I've never had a good match from matchbot in the few dozens it has suggested. The people it finds are not even remotely close in my experience. It doesn't find that many, so the nuisance factor is very low for me.
They are not even in the same century or on the same continent; they don’t have the same names or the same relationships. It’s a total mystery what matchbot thinks makes them match. I have looked into a merge proposal with a profile where the other one had last name unknown and I saw that the one with the unknown last name had dozens of proposals made at the same time with other profiles as the one made with mine - all with different last names. I can’t help but wonder how many of these end up getting merged by some mishap such as automatic 30 day approval and someone not paying attention working merges. Plus when I find a bad merge I often see it was a matchbot merge so I know it does happen. I just wonder how often. It would be better if at least they were exempt from automatic approval. Bad merges cause a lot of problems.
I think maybe there must be too high a demand on the humans that have to review them because bad merges are getting through.

1 Answer

+6 votes
No matches suggested by MatchBot are automatically merged. They are all subject to review by a human prior to being merged.  If they aren't merged or rejected, they will just stay as a pending merge.

We do have a team that monitors the matches and rejects any that have a privacy level that allows us to review them.

We are aware that there are issues with the match criteria.  The match parameters still need to be updated to avoid the really "bad" matches that it makes - just name and date of birth for example. Until we can work with the developer to update the match criteria, you will see some that only have a match for Name and Year of birth.

However, we felt that it was important to have it resume as it does point out valid duplicates. It also allows us to tag old profiles with an 'unsourced' tag, which hopefully someone will then work on during a Sourcing Sprint.

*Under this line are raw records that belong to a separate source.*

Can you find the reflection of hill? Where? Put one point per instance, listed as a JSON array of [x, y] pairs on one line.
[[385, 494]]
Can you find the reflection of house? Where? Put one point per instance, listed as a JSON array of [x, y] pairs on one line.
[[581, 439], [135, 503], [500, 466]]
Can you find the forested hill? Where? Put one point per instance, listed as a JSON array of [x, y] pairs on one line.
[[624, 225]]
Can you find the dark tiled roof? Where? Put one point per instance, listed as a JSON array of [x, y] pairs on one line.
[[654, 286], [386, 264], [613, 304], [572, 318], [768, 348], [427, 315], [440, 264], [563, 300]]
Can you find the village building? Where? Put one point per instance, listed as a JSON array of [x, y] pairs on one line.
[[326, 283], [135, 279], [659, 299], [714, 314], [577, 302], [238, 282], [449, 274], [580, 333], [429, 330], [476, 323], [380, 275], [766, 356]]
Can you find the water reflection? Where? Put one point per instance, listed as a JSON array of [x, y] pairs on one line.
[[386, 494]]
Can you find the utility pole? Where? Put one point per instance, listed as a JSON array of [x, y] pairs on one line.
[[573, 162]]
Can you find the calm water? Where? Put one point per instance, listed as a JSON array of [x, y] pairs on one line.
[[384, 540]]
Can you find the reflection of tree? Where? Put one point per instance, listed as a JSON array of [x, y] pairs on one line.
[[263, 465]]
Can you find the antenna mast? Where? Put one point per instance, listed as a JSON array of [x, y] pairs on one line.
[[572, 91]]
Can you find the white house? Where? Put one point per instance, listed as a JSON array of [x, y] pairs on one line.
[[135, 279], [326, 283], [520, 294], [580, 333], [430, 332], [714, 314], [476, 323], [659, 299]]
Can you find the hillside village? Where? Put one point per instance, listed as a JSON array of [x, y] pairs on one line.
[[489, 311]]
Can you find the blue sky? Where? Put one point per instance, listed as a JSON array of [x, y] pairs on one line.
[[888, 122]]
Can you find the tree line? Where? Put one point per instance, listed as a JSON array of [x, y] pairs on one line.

I apologize for any inconvenience this may cause and appreciate your patience until we can update the match criteria.

Thanks,
Susan  
MatchBot MP
answered by Susan McNamee G2G6 Mach 3 (32.9k points)
Just because a piece of software sometimes produces "useful" matches, does not mean it should continue if there are really bad false positive matches that also result.

It would still be better to take the MatchBot offline, or out of the public eye, until it can be better tuned to reduce the false positive rate.

Honestly, it should not be that hard to program in better criteria. And if the software developer is not able to address this soon, then perhaps someone else can be found who can collaborate on it in a more timely manner.
I had two MatchBot matches this morning.  Granted, one of them (name and birthdate only) really needed a human to carefully investigate before rejecting.

But the other one? Same name, same year of birth - but one man was born in England, the other in Newfoundland.

Really?

So that's a - well, I'll be kind - 50% success rate.  That's just not good enough, surely.
Susan, Liz, Jamie - this kind of functionality is right down my alley, although I'm rusty.  I'd love to help with the development, as I spent quite a bit of time in the past developing 'fuzzy matching' for merging library records, normalizing the different data types, weighting and scoring the comparisons, to produce a merge score of yes/no/maybe, all operator controlled (it needs tweaking the ranges of scoring, of both individual data elements and overall totals).  More data points are critical.  Can I help?  I'm happy to sign an NDA, and suggest small and large code changes.